The Basilica in Leon

We went to look at the Basilica, which was absolutely stunning. We were lucky enough to also see another procession, like the ones we had seen in Zaragoza. It was really different. There was a lot more focus on the brass instruments, so it felt more like a band, than just drumming. In fact, there were hardly any drums, mostly brass instruments. Gramps, you would have loved it. They were all really great, and it was really fun to watch. As Leon is a smaller city, all of the floats were carried by shoulder, which was really exciting to see, as most of the ones in Zaragoza were on wheels. It added a lot more importance and I think culture to the procession, having them on the people's shoulders.

One of the floats in Leon, during the procession.

The brass section in the procession in Leon.

From Leon, we moved onto Ponferrada. We got there at about 11pm, and had dinner at the hotel restaurant. I had the best salad there, that I've ever had. (Of course, barring Dad's salads!) It had raspberries, mulberries, apple, tomatoes, lettuce, cucumber, nuts, onion, balsamic vinegar and oil dressing, cheese, and some other stuff. I could have eaten it every day of my life, so so so good. We finally got to bed at around 12:30am, and woke up at 9:40am, which to my family is an early morning!

We had a lovely buffet breakfast, which was really yummy - Mum, Dad, think of the resort we stayed at for Dad's ball two years ago... the name escapes me. It was so good. We made our way to Ponferrada Castle. Again, it was really beautiful and really interesting, and I loved getting to know some more about Spain.

Ponferrada Castle and the kids and I

We continued to travel toward Santiago de Compostela, and finally arrived in Padrón, which is the town we stayed in, which is about 20 kilometres out of Santiago de Compostela. We didn't want to go into Santiago de Compostela that afternoon, so we went to Carril instead.

Carril is a seaside town in the north-west of Spain, about 50 km from the Portuguese border. Carril was absolutely gorgeous. I was so excited and kept on squealing, "Mar! Mar!" ("Sea! Sea!") Ah, it was so lovely to see the ocean again, and be able to smell it. I love the smell of the ocean, and I loved walking around the town and seeing all of the fishermen and people wandering around. It reminded me of so many things; of Sausalito in San Francisco, of Woy Woy, so many memories associated with that pungent smell of salt water mixed and fish. So many family memories, so many lovely memories that made me feel relaxed, happy and at home. I know the next time I smell that smell, I will be reminded this time, of Carril, and the beauty of that place, and the excitement and wonders of exchange.

The town of Carril

The seaside at Carril.

Me sitting at my 'Spanish seafront'

I figured out how to make panoramas :) Not sure why this is so small though?

Another panorama of Carril, with Ana, then María and then the two of them.

It also reminded me of Shirley Valentine and how she 'sat down on a Greek seafront'. I told my host family that a Spanish seafront would do for me.

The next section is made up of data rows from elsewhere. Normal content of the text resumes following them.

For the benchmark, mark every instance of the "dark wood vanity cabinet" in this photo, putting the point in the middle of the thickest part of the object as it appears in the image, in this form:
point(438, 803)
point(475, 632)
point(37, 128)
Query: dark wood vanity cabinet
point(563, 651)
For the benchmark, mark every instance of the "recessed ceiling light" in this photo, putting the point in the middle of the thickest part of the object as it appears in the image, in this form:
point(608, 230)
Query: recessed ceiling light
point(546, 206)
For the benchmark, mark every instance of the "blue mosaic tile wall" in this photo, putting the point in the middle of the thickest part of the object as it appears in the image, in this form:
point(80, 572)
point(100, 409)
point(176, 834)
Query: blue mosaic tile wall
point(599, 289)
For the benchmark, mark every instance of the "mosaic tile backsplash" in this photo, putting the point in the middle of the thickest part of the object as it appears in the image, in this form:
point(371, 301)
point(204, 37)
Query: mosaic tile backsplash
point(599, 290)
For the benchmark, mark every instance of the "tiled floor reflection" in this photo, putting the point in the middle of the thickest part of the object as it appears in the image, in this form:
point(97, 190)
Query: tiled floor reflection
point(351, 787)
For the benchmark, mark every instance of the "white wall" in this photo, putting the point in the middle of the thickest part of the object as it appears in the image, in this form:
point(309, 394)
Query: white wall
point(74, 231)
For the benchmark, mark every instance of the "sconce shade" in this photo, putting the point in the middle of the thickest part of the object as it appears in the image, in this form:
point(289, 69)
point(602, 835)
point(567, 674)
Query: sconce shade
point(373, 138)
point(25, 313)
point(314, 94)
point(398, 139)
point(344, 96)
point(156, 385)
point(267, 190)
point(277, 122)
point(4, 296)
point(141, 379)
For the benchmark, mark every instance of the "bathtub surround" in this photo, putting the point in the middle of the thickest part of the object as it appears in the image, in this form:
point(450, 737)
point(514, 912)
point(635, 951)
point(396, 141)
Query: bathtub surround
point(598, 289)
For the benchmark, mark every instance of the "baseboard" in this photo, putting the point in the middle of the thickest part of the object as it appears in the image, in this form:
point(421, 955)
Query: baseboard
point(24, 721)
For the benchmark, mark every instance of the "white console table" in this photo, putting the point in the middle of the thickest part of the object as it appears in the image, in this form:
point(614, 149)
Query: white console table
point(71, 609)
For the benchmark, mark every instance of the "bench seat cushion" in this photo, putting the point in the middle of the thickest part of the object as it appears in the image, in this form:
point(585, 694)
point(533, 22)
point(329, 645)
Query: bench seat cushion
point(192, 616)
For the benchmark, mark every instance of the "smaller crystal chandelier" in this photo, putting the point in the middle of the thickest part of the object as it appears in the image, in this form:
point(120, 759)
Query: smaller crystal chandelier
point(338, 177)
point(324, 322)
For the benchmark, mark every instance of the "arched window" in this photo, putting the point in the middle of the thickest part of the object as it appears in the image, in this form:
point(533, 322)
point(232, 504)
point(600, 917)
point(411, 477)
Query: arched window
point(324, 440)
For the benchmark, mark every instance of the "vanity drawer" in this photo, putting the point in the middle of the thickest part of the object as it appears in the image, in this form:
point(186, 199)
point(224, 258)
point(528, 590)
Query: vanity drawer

How lucky am I to be able to experience such beautiful wonders as this? Carril is famous for their clams, so we had a dish of them, and it cost us about 50 euros! But, oh were they worth it. I feel so proud of myself. Something I promised myself was to try everything while I was in Spain. If I had been in Australia, I wouldn't have eaten them, but I ate them, and they were delicious!

José Antonio y María Antonia at our table, looking at the sunset.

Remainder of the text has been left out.